How to do? Check for directory 'X/' every time?

That's exactly what i wanted to avoid, as that could impact every request to every repo and would likey affect several places in fossil's code. The current solution only applies when creating the repolist view and is confined to a single "if" block. Since creating that view already requires opening every single database found in the directory (recursively), adding one more check for existence of a file isn't going to impact the performance measurably. This check only applies when a repository in a subdirectory is visited, so it doesn't affect users who put all of their .fossil files in a single top-level directory (like most(?) people who use repolist probably(?) do?). When we iterate over X/*.fossil, we simply check if X.fossil is also in the repo list. If it is, that's an "error" because X.fossil will shadow any repositories under directory X.

With the exception of repolist mode, fossil will never generate links to "nested" repositories, so this check only has to be performed for that one case. If someone constructs their own invalid links, that's their own bug. It would be relatively expensive (in terms of code) for fossil to try to recognize such cases and provide an explanation to the user.

Sorry for thinking while typing...

No worries - i tend to do the same.

Say, someone creates X/home.fossil and then access to URL .../X/home

Such a link would only work when running in repolist mode with X, or one of its parents, as the repolist directory. In all other contexts it wouldn't work because fossil cannot server a repository file directly: it requires either a CGI wrapper script, an HTTP server process (the "server" or "ui" command), or repolist to first intercept the request and then determine that home.fossil is the repository it needs to open. The "server" command and CGI mode are normally limited to a single repository which is provided when fossil starts. The repolist mode is the only exception to that rule (unless i'm sorely mistaken, which is possible).

(7) By Martin Gagnon (mgagnon) on 2022-06-22 14:11:05 in reply to 6 [link] [source]

That depends how the repos are set up. Most(???) people use one CGI script per repository

I think that even of it's not "Most" people that use it per repo, I think that logically, it make sense that most specific match should have priority. (in this case, the repo file is more specific than a directory).

May be it would be different in a case where you have some "rules" define in a certain order in a file, in this case a latter rule could override an earlier rule.

But here, there's no "ordering" of rules, you just have different matching cgi script on the filesystem. So I think it make sense to prioritize the most specific one over the general ones.

(8) By Heiko (scheit) on 2022-06-23 08:39:21 in reply to 6 [link] [source]

Here is the documentation:

   https://www.fossil-scm.org/home/doc/trunk/www/aboutcgi.wiki

Then scroll down to 

  Serving Multiple Fossil Repositories From One CGI Script

See point 3) under "Here is what happens"

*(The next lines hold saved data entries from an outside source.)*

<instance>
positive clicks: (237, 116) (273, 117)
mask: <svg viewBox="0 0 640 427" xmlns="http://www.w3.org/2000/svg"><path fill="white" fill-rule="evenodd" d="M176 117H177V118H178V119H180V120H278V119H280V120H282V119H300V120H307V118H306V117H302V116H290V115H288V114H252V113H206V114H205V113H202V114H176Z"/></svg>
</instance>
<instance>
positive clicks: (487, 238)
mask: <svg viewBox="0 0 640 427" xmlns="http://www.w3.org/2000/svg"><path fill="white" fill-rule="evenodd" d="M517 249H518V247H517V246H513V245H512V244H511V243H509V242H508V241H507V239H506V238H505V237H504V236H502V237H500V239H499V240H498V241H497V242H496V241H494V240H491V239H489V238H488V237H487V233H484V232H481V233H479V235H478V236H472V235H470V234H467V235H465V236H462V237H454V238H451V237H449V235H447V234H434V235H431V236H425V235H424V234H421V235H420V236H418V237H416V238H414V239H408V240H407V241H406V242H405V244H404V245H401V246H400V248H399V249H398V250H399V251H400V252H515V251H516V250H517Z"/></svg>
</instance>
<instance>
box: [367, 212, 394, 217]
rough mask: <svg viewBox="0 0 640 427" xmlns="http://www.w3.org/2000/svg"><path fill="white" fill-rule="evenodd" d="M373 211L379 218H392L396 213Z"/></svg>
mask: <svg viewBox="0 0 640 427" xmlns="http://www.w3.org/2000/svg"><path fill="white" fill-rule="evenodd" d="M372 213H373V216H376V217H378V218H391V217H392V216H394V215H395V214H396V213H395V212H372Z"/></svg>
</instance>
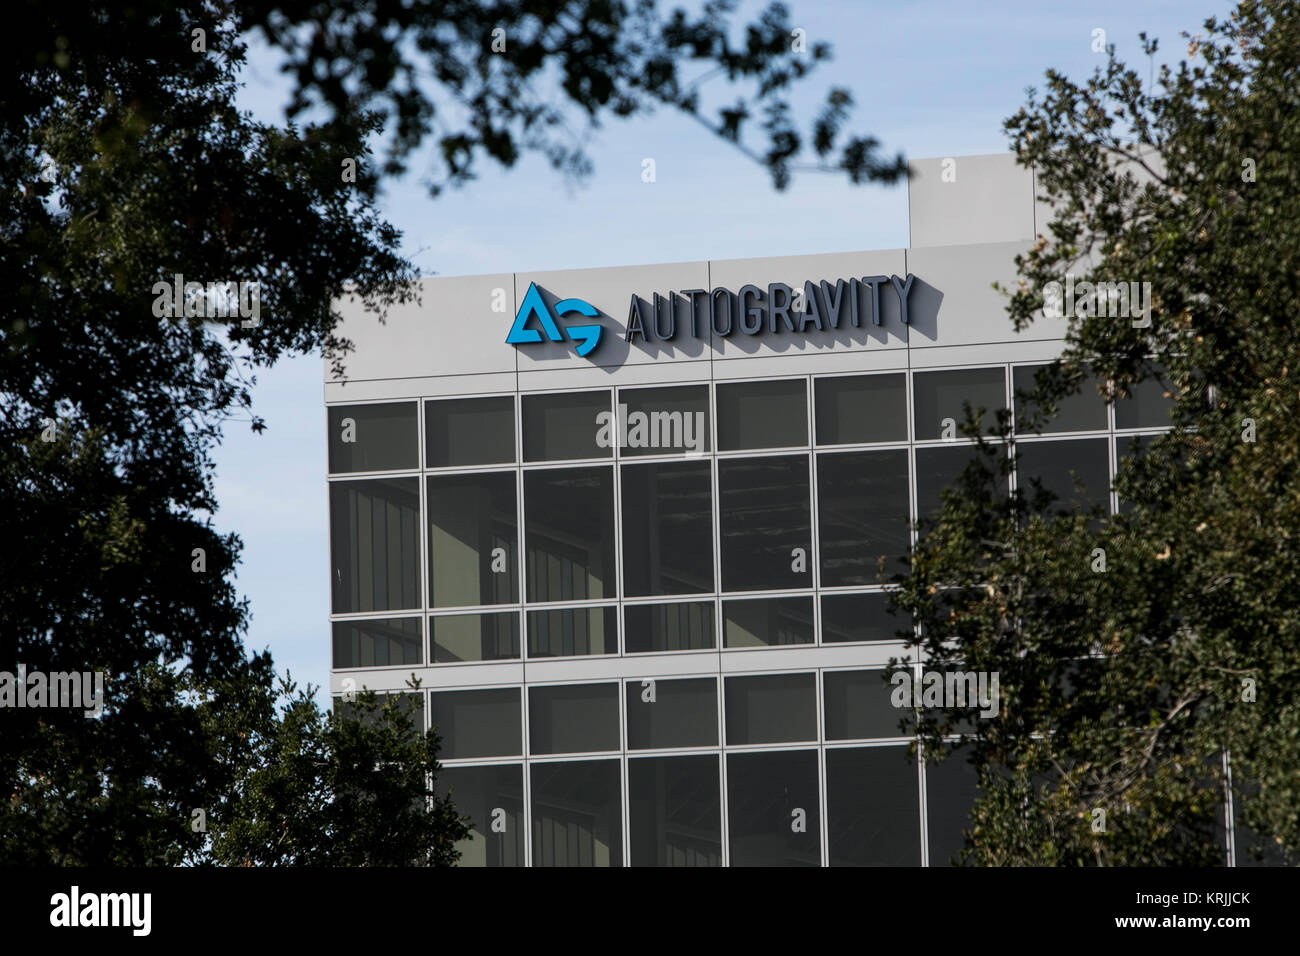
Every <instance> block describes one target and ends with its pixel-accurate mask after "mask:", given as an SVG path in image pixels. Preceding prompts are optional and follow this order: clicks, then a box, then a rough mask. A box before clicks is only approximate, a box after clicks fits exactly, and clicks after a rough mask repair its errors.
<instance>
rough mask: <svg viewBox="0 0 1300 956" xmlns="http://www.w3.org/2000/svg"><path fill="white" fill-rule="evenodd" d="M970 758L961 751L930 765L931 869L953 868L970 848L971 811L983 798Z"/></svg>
mask: <svg viewBox="0 0 1300 956" xmlns="http://www.w3.org/2000/svg"><path fill="white" fill-rule="evenodd" d="M966 756H967V754H966V752H965V750H957V752H956V753H950V754H948V757H946V758H945V760H944V762H943V763H933V762H927V763H926V818H927V822H928V826H930V865H931V866H949V865H950V864H952V861H953V860H957V858H958V857H959V855H961V852H962V849H963V848H965V847H966V831H969V830H970V829H971V822H970V816H971V808H972V806H974V805H975V799H976V796H979V775H978V774H976V773H975V767H974V766H971V765H970V762H967V760H966Z"/></svg>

I think the only solution is:

After finding a repository (in any subdir) fossil must check if there is a directory present (in the same subdir) with the same name.

If there is one: emit an error message.

HTML should be clear.  Not sure how to handle this, if a fossil client connects to do a sync...

(9) By Heiko (scheit) on 2022-06-23 08:41:25 in reply to 7 [link] [source]

If there is any ambiguity there should be an error message.

(10) By Stephan Beal (stephan) on 2022-06-23 09:34:42 in reply to 9 [link] [source]

If there is any ambiguity there should be an error message.

The problem with that is that adding extra checks to spot such an ambiguity is extremely invasive, affecting several places in the code and being checked for every single request, just to check for a low-impact condition which has come up exactly one time in all of fossil's 15 years. Such checks would be extreme overkill.

In any case, as of yesterday there is no more ambiguity: the display of the repolist no longer creates ambiguous links, and that was the only place fossil would generate such links. A note about this limitation will be added to the docs later on.

As to the question of syncing: since it's impossible to clone (via repolist mode) X/Y.fossil when X.fossil exists, synching is not an issue. In any mode other than repolist, this cannot come up and is a non-issue.